The massive storm is expected to affect more than 150 million people, with freezing rain across much of the southeast, blizzard conditions across the Appalachians and into the mid-Atlantic, followed by an arctic blast expected to send wind chills below 0 degrees from the Dakotas to Maine and as far south as Virginia.
Natural gas is the dominant source of heating throughout the US, responsible for fueling 47% of heating demand, according to the Energy Information Administration. Gas also makes up a significant chunk of electrical generation power. Cold weather kicks up natural gas demand from both direct heating and electricity use, such as electrical system backups.
“We are anticipating a major winter weather event expected to impact much of the U.S. population this weekend, especially the Midwest and East Coast,” Kristi Noem, secretary of the Department of Homeland Security, said in an X post. “Please prepare and take precautions in the event of power outages, pipe-bursts, road closures, airport delays, flight cancellations, and freezing temperatures.”
Natural gas tends to experience far greater volatility than oil. In the northeast, for instance, demand for natural gas has grown quickly over the past 25 or so years, but pipeline infrastructure — which can only move gas so fast — hasn’t kept up.
And unlike oil, which can be moved fairly quickly by truck, pipeline, or seaborne tanker, natural gas is difficult to move by any medium other than pipelines or LNG carriers. If there is a sudden spike in demand, new pipelines can’t be built overnight, and contracts for LNG containers are often preset months in advance, making them unavailable.
Pipelines also tend to be fully booked during the winter, meaning excess demand is forced onto the little-to-no remaining capacity.
In an aerial view, the Bastrop Energy Center Power Plant is seen on Dec. 30, 2024, in Cedar Creek, Texas. (Brandon Bell/Getty Images)
(Brandon Bell via Getty Images)
Natural gas markets are also facing a newer, but serious, strain: data centers. As Big Tech hyperscalers have raced to build out AI infrastructure, many of them have turned to natural gas for power while they wait in years-long queues to connect to the US primary power grid. That means natural gas pipeline capacity is even more restricted.
“Data center demand, higher renewables mix, & coal retirements have reduced flexibility,” and major reliability events are now a “key power sector risk,” utilities analysts at Jefferies wrote in a client note on Thursday morning. If gas deliverability were to suffer during a storm, the analysts wrote, “This would impair data center growth & public perception.”
For historical comparison, look to 2021’s Winter Storm Uri. The storm “drove significant gas and power sector disruptions with gas deliverability,” the Jefferies analysts wrote.
That same year, 87% of unplanned power generation outages due to fuel issues were related to natural gas, according to the Federal Energy Regulatory Commission.

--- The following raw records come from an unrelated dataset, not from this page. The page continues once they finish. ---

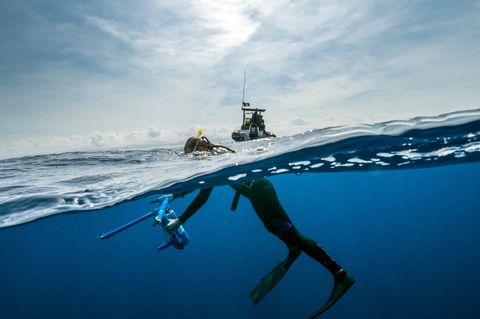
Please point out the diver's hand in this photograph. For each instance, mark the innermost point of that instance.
(172, 225)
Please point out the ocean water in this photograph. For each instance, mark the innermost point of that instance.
(396, 204)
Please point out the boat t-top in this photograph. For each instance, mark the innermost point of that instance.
(253, 125)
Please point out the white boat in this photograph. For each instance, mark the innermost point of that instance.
(253, 125)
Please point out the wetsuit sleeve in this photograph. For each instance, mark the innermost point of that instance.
(198, 202)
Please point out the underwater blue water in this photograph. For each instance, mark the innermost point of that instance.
(409, 235)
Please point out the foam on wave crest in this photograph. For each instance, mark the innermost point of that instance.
(38, 186)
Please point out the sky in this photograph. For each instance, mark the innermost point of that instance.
(79, 75)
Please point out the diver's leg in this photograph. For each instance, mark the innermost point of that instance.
(311, 248)
(273, 277)
(342, 280)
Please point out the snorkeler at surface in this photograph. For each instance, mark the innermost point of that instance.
(200, 143)
(264, 200)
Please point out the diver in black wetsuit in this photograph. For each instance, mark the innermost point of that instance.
(264, 200)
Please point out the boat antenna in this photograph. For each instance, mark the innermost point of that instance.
(244, 81)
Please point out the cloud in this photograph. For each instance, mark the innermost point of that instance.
(99, 66)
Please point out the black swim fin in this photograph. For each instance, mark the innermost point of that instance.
(273, 277)
(235, 201)
(343, 282)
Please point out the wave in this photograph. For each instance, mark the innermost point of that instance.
(34, 187)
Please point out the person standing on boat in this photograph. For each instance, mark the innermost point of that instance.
(266, 205)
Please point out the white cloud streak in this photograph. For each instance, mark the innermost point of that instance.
(173, 65)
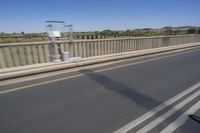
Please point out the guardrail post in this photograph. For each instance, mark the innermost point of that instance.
(54, 52)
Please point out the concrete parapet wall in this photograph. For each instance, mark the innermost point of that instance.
(21, 54)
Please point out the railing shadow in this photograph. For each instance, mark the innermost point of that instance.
(125, 91)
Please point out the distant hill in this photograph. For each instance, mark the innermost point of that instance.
(181, 28)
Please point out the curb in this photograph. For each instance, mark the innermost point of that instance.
(48, 67)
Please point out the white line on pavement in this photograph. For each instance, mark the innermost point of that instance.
(182, 119)
(155, 110)
(78, 75)
(169, 113)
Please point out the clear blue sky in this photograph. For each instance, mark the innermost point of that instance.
(90, 15)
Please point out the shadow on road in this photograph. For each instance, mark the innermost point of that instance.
(127, 92)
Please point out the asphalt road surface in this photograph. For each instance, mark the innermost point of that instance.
(146, 94)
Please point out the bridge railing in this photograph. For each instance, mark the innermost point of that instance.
(20, 54)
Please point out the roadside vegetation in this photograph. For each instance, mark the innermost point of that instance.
(34, 37)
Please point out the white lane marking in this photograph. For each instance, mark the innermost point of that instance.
(41, 76)
(169, 113)
(182, 119)
(106, 69)
(155, 110)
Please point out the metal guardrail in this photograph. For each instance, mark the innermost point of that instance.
(20, 54)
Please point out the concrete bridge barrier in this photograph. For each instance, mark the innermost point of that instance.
(21, 54)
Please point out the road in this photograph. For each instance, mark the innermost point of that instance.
(144, 94)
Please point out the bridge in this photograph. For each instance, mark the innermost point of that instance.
(140, 84)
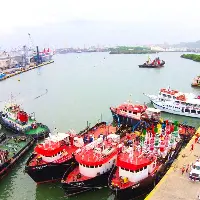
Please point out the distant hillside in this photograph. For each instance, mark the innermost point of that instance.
(191, 45)
(130, 50)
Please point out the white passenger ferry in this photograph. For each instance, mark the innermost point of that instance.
(175, 102)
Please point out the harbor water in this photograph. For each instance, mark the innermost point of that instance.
(77, 88)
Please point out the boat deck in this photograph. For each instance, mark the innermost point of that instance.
(71, 149)
(175, 185)
(37, 162)
(38, 130)
(72, 177)
(12, 146)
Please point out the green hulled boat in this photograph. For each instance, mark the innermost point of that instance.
(11, 149)
(18, 121)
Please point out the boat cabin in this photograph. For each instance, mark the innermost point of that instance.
(195, 171)
(130, 110)
(135, 167)
(153, 113)
(99, 156)
(57, 146)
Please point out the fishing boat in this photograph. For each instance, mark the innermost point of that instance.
(175, 102)
(156, 63)
(95, 162)
(2, 76)
(52, 158)
(128, 113)
(196, 82)
(141, 161)
(132, 115)
(11, 149)
(18, 121)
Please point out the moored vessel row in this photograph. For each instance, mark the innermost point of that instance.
(131, 154)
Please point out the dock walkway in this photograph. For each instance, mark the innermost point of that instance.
(174, 185)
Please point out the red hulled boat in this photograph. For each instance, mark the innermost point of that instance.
(142, 160)
(128, 113)
(95, 162)
(55, 155)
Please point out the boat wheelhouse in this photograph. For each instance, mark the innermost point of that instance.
(175, 102)
(196, 82)
(95, 162)
(52, 158)
(142, 159)
(17, 120)
(2, 76)
(128, 113)
(11, 150)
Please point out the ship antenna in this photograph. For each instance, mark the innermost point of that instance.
(130, 96)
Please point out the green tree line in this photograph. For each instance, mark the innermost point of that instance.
(194, 57)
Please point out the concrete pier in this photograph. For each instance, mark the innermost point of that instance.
(175, 185)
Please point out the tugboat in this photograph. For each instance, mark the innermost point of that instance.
(11, 149)
(156, 63)
(19, 122)
(128, 113)
(142, 161)
(196, 82)
(95, 162)
(52, 158)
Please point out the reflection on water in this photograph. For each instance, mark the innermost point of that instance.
(79, 92)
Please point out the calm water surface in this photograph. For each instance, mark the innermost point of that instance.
(81, 88)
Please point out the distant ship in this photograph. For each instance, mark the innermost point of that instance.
(156, 63)
(44, 56)
(175, 102)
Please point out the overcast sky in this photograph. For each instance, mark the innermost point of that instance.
(64, 23)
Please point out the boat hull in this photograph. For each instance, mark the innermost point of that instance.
(126, 121)
(49, 172)
(195, 85)
(76, 187)
(147, 184)
(152, 66)
(4, 169)
(10, 127)
(175, 111)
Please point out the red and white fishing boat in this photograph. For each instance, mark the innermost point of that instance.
(128, 113)
(142, 159)
(95, 162)
(54, 156)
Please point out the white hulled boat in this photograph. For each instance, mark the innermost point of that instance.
(175, 102)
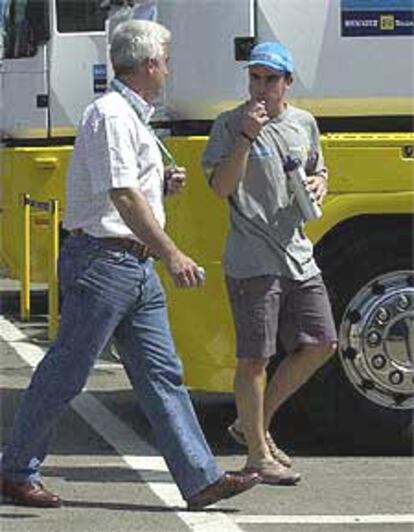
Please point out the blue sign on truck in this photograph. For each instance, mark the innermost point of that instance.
(377, 18)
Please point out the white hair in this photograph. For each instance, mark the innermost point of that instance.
(135, 41)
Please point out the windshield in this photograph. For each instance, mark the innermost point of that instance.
(74, 16)
(25, 26)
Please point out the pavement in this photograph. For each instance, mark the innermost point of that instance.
(104, 463)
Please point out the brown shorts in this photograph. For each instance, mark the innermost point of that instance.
(268, 308)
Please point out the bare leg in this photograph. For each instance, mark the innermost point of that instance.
(294, 370)
(249, 385)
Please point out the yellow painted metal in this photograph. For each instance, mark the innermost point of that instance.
(25, 260)
(369, 174)
(39, 172)
(53, 283)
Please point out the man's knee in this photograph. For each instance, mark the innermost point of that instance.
(323, 350)
(251, 367)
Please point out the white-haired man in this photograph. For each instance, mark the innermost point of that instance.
(115, 214)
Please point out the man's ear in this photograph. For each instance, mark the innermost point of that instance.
(151, 64)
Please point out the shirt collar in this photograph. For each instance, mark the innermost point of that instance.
(143, 108)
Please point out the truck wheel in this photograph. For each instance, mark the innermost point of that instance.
(365, 396)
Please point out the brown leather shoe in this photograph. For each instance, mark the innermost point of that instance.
(229, 485)
(28, 494)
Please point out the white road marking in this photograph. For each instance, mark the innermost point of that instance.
(324, 519)
(124, 440)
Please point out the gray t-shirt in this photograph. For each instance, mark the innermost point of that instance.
(266, 234)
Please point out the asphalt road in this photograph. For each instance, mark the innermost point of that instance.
(104, 464)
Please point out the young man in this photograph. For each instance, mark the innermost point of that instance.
(116, 216)
(274, 285)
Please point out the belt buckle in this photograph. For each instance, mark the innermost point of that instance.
(140, 250)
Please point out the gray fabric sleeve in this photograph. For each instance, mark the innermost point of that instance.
(218, 147)
(316, 161)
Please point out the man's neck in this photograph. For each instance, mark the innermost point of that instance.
(135, 84)
(279, 110)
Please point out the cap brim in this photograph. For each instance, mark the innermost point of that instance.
(270, 66)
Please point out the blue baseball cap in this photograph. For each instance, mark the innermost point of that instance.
(272, 55)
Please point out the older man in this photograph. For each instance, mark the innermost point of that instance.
(115, 214)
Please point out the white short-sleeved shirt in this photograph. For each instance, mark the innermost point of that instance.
(113, 149)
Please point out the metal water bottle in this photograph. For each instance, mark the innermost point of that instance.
(305, 198)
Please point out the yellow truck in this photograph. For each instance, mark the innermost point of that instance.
(354, 72)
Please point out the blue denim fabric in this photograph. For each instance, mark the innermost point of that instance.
(108, 293)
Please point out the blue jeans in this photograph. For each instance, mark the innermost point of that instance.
(111, 293)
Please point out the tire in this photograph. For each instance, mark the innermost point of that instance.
(363, 398)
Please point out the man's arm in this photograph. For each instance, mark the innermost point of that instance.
(227, 174)
(138, 216)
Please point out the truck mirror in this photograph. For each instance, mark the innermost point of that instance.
(242, 47)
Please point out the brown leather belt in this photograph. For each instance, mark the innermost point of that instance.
(141, 251)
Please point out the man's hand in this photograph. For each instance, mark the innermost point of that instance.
(183, 270)
(254, 118)
(175, 180)
(319, 186)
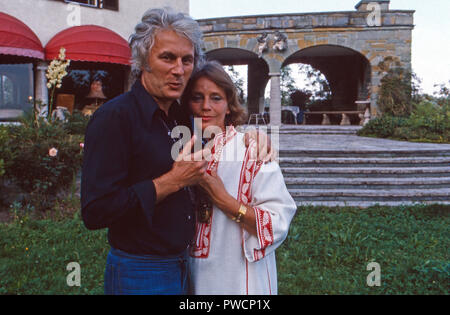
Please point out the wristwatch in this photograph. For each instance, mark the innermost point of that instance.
(242, 212)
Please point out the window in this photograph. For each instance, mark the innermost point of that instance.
(101, 4)
(16, 89)
(81, 75)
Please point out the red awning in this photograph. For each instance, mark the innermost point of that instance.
(90, 43)
(18, 39)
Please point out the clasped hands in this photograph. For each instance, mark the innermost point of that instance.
(189, 169)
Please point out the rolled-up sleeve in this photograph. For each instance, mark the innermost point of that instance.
(107, 198)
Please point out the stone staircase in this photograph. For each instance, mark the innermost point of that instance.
(318, 130)
(363, 178)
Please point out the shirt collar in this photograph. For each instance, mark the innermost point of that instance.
(148, 105)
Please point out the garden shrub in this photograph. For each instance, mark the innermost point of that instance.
(428, 122)
(395, 90)
(41, 159)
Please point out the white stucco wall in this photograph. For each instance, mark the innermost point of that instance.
(47, 18)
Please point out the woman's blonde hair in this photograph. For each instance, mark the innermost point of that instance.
(214, 71)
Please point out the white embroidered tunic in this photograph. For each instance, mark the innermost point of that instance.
(225, 258)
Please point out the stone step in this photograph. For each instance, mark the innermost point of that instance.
(350, 153)
(319, 129)
(352, 172)
(364, 162)
(368, 183)
(366, 204)
(371, 195)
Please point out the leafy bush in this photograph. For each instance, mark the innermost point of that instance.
(383, 127)
(431, 117)
(76, 123)
(396, 89)
(41, 158)
(427, 123)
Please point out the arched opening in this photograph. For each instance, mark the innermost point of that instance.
(348, 74)
(253, 69)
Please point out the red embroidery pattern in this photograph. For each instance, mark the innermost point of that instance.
(263, 219)
(202, 241)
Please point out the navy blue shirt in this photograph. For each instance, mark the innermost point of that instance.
(127, 145)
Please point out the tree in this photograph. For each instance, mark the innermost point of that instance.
(315, 82)
(287, 85)
(237, 80)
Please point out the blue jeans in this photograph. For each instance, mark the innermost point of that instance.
(127, 274)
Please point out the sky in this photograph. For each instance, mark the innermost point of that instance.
(431, 36)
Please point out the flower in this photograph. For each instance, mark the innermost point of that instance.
(53, 152)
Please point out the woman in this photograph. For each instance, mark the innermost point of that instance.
(243, 209)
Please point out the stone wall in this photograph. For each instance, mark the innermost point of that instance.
(343, 29)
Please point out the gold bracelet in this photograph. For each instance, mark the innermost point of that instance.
(242, 212)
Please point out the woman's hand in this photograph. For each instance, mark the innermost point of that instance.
(225, 202)
(214, 186)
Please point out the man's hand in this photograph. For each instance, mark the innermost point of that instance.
(265, 151)
(187, 170)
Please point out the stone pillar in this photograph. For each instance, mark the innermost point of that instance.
(257, 80)
(275, 99)
(41, 90)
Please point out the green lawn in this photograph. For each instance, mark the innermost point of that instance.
(326, 252)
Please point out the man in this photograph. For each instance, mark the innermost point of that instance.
(130, 182)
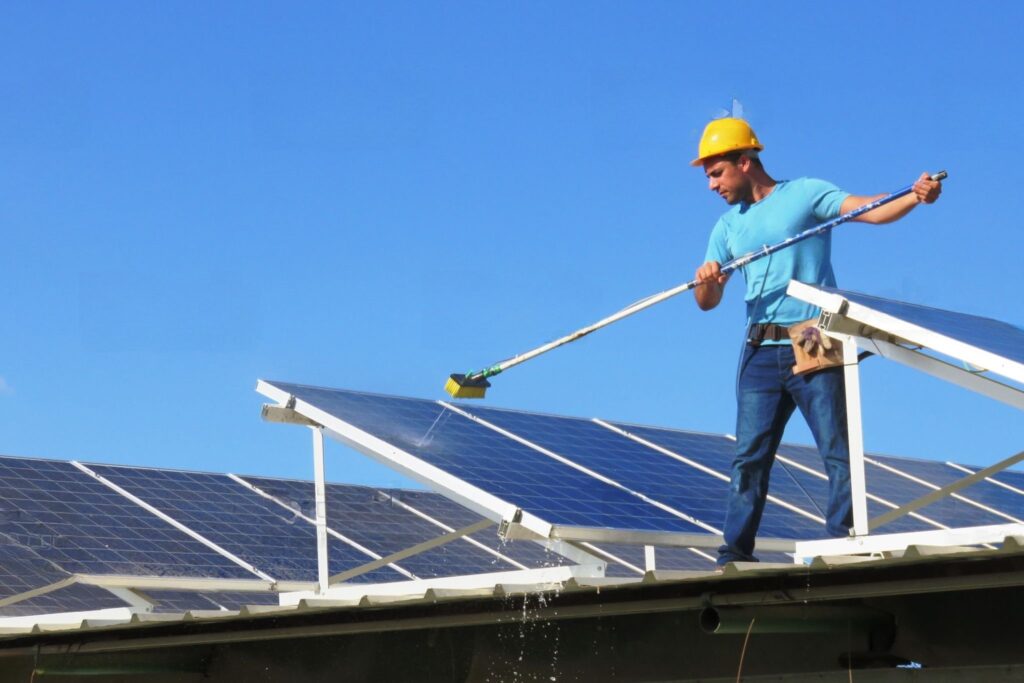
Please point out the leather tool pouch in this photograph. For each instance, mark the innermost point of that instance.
(812, 349)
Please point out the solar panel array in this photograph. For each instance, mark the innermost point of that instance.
(56, 519)
(996, 337)
(590, 473)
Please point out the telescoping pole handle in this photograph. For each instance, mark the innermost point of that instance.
(740, 261)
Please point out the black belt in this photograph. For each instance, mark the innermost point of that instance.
(761, 332)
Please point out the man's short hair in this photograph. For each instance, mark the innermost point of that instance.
(734, 157)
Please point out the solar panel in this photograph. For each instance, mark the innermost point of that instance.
(987, 334)
(715, 453)
(241, 521)
(177, 601)
(455, 516)
(22, 569)
(75, 521)
(982, 493)
(899, 491)
(491, 463)
(375, 520)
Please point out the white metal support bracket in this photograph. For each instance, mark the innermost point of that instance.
(323, 572)
(855, 433)
(409, 552)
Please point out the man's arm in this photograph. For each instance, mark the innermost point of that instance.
(709, 292)
(926, 190)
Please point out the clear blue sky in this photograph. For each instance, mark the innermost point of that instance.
(372, 196)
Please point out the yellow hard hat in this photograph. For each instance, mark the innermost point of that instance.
(724, 135)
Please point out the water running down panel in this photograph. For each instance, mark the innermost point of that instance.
(489, 463)
(240, 520)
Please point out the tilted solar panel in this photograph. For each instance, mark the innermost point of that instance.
(899, 491)
(987, 334)
(455, 516)
(715, 453)
(70, 518)
(491, 462)
(373, 519)
(241, 521)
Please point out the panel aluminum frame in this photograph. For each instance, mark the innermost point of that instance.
(893, 338)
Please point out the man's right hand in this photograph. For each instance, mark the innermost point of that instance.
(711, 282)
(712, 272)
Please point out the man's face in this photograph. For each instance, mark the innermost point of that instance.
(728, 179)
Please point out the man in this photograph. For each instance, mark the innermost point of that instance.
(766, 211)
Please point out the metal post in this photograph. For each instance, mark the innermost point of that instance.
(648, 558)
(855, 430)
(323, 574)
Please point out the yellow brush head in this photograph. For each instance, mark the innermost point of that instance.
(460, 387)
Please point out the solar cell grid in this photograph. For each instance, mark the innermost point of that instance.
(939, 474)
(372, 519)
(716, 453)
(71, 519)
(899, 491)
(454, 515)
(494, 463)
(993, 336)
(640, 468)
(241, 521)
(74, 598)
(173, 601)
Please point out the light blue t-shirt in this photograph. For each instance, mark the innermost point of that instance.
(792, 207)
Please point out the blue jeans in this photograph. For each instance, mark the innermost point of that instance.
(767, 392)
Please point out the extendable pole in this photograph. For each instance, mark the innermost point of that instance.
(474, 384)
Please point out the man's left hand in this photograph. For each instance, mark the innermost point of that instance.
(926, 189)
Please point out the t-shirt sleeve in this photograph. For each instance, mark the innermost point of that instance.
(825, 198)
(718, 249)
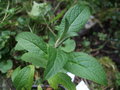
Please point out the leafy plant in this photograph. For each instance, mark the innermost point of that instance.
(55, 59)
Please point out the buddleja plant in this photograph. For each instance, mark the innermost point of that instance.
(55, 59)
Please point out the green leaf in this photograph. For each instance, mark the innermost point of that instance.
(68, 46)
(56, 60)
(35, 58)
(63, 79)
(85, 66)
(31, 42)
(77, 16)
(39, 87)
(5, 66)
(24, 78)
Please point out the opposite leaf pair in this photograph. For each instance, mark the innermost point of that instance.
(56, 61)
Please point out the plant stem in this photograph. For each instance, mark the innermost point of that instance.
(49, 27)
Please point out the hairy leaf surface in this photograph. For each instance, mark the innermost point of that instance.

“Severe winter storms have revealed a critical misalignment between the design of natural gas markets and the operational needs of gas-fired power plants, which are increasingly relied upon to maintain electric system reliability during periods of peak demand,” according to the Institute for Policy Integrity.
“As a result, generators often face barriers to procuring fuel when it is most needed, contributing to widespread outages during extreme weather events.”